# black beauty



## kccomet (Feb 15, 2017)

got this off ebay, arrived today. this is the first balloon tired bike ive bought in quite awhile. it had that been sitting quite awhile look that i like.its faded glory but the bike will clean up quite a bit and look crusty cool. its not a bluebird or an aerocycle but its affordable fun that didnt break my bank account


----------



## rollfaster (Feb 15, 2017)

Great bike, Congrads!


----------



## Krakatoa (Feb 15, 2017)

Nothing wrong with that one. It's a pretty high spec Snyder built bike, similar to the Zep.

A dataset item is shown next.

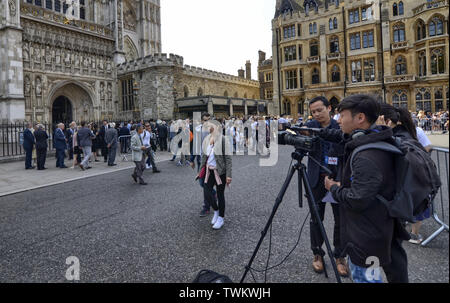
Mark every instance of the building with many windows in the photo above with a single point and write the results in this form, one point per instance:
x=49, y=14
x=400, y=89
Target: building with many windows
x=396, y=49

Here it is when it was new!

See thread below:

http://thecabe.com/forum/threads/rollfast-hanging-in-store-picture.105320/


----------



## fordmike65 (Feb 15, 2017)

@Robertriley


----------



## HIGGINSFOREVER (Feb 15, 2017)

Very nice i would just clean it and ride it.


----------



## Intense One (Feb 15, 2017)

Cool ride....great find...now ride that bad boy!


----------



## Robertriley (Feb 15, 2017)

Man, how did I miss that one??? Sweet ride!


----------



## Robertriley (Feb 15, 2017)

I'll trade you a 1899 Columbia Chainless for it


----------



## Kstone (Feb 16, 2017)

I'd buy that bike just for the badge. So slick. Congrats.


----------



## tech549 (Feb 16, 2017)

this one is still for sale!!


----------



## szathmarig (Feb 20, 2017)

Was Catfish looking for one of these in black? http://thecabe.com/forum/threads/rollfast-bicycle-wanted.62771/#post-379792


----------



## Robertriley (Feb 26, 2017)

Kstone said:


> I'd buy that bike just for the badge. So slick. Congrats.



http://www.ebay.com/itm/DP-Harris-M...347005?hash=item58edd6003d:g:WDcAAOSwqYBWo~mn


----------